JOGO QUEM CHEGA PRIMEIRO DA CHAPEUZINHO VERMELHO: PERCURSO GIGANTE COM ROLETA DIGITAL
O Jogo Quem Chega Primeiro da Chapeuzinho Vermelho é uma proposta que reúne movimento, contagem, personagens, trabalho em equipe e muita participação das crianças. Nele, Chapeuzinho Vermelho, Lobo, Vovó e Caçador disputam uma corrida em percursos montados no chão da sala de aula.
A cada rodada, a criança gira uma roleta digital e segue o comando sorteado. Depois, movimenta o personagem pelo caminho. Ganha aquele que chegar primeiro ao final do percurso.
Parece uma brincadeira simples, mas, durante a atividade, as crianças precisam observar, contar, esperar sua vez, acompanhar o movimento dos personagens e respeitar as regras combinadas com o grupo.
Além da roleta digital, o material apresenta casas grandes para montar quatro caminhos, personagens móveis, dados temáticos e cartas surpresa. Esses elementos permitem que a professora adapte o jogo à idade da turma, ao espaço disponível e aos objetivos definidos para a aula.
Você pode utilizar a atividade depois da contação da história Chapeuzinho Vermelho, como parte de uma sequência didática, nas aulas de Educação Digital, durante uma proposta de Matemática ou simplesmente como uma brincadeira coletiva orientada.
Neste artigo, vou explicar o que acompanha o arquivo, como preparar o material, como organizar a atividade e quais aprendizagens podem ser exploradas durante o Jogo Quem Chega Primeiro.

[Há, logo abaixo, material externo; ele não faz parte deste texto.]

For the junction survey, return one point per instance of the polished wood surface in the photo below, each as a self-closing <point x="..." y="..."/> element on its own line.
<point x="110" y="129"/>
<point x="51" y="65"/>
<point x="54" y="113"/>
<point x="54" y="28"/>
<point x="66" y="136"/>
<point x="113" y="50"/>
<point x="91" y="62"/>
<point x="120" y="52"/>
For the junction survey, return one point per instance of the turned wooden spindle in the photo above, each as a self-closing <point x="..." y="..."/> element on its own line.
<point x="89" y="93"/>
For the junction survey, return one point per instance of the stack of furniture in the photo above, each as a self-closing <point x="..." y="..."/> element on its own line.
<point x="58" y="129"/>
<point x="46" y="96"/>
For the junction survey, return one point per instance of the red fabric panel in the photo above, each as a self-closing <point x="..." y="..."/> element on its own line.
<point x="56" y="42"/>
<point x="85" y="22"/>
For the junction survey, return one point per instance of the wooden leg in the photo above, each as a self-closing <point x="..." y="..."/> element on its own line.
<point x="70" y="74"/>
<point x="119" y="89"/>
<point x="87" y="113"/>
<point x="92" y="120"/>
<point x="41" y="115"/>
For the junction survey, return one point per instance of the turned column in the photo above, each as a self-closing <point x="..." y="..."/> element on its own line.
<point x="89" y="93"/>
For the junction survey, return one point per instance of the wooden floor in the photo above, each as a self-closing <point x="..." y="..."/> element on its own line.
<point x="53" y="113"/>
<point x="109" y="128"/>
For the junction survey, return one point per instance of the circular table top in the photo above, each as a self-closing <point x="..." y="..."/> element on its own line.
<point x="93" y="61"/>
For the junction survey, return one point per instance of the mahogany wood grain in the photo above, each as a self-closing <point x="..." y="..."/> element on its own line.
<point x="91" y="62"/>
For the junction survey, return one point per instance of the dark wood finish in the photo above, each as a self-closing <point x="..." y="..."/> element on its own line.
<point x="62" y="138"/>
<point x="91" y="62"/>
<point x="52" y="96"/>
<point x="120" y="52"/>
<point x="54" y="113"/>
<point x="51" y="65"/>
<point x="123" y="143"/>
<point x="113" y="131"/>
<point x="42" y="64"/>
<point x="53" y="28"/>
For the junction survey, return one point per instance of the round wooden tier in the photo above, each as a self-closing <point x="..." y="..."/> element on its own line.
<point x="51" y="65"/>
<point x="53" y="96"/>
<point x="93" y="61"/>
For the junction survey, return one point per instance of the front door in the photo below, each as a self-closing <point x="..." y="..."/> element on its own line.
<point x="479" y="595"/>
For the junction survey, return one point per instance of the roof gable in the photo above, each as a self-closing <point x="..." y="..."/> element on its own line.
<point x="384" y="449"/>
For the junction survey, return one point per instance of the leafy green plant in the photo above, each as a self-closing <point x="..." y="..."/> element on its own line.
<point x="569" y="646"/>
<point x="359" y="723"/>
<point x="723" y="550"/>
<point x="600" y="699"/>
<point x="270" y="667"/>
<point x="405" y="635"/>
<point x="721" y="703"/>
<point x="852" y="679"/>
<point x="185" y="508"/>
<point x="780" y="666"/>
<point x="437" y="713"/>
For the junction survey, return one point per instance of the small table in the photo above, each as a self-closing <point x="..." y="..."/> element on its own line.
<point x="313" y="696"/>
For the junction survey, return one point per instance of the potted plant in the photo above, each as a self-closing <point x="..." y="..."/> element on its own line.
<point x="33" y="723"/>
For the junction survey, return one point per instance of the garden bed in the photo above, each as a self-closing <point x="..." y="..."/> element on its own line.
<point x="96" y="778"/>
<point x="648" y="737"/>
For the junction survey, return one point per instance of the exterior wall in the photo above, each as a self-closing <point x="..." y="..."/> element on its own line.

COMO FUNCIONA O JOGO QUEM CHEGA PRIMEIRO?
A dinâmica principal é uma corrida entre quatro personagens da história Chapeuzinho Vermelho:
• Chapeuzinho Vermelho;
• Lobo;
• Vovó;
• Caçador.
Cada personagem possui seu próprio percurso. As casas são impressas em folhas A4 e organizadas no chão. Para que a disputa seja equilibrada, todos os caminhos devem ter a mesma quantidade de etapas.
No início do jogo, os personagens móveis são colocados antes da primeira casa. A turma pode ser dividida em quatro equipes, ficando cada grupo responsável por um personagem. Também é possível selecionar quatro participantes por rodada.
Na sua vez, a criança gira a roleta digital e observa o resultado. Depois, movimenta o personagem de acordo com o comando sorteado. As rodadas continuam até que um dos participantes alcance o final do percurso.
Enquanto uma criança realiza seu movimento, as demais acompanham a contagem e observam a posição de cada personagem. Dessa maneira, mesmo quem está esperando continua participando da atividade.
O QUE ACOMPANHA O ARQUIVO?
O PDF do Jogo Quem Chega Primeiro? – Chapeuzinho Vermelho possui 29 páginas em tamanho A4.
O arquivo contém:
• Capa ilustrada;
• Passo a passo do jogo;
• Página de acesso à roleta digital;
• Botão clicável para abrir a roleta;
• QR Code para acessar a roleta pelo celular;
• Página de direitos autorais;
• Informações sobre o Clube VIP;
• Doze casas grandes para montar os percursos;
• Três casas da Chapeuzinho Vermelho;
• Três casas do Lobo;
• Três casas da Vovó;
• Três casas do Caçador;
• Quatro personagens móveis;
• Dado da Chapeuzinho Vermelho;
• Dado do Lobo;
• Dado da Vovó;
• Dado do Caçador;
• Carta surpresa “Passe a vez”;
• Carta surpresa “Fique sem jogar”;
• Galeria de fotos com inspirações;
• Página de agradecimento;
• Informações sobre as redes sociais da Professora Carolina Palhas.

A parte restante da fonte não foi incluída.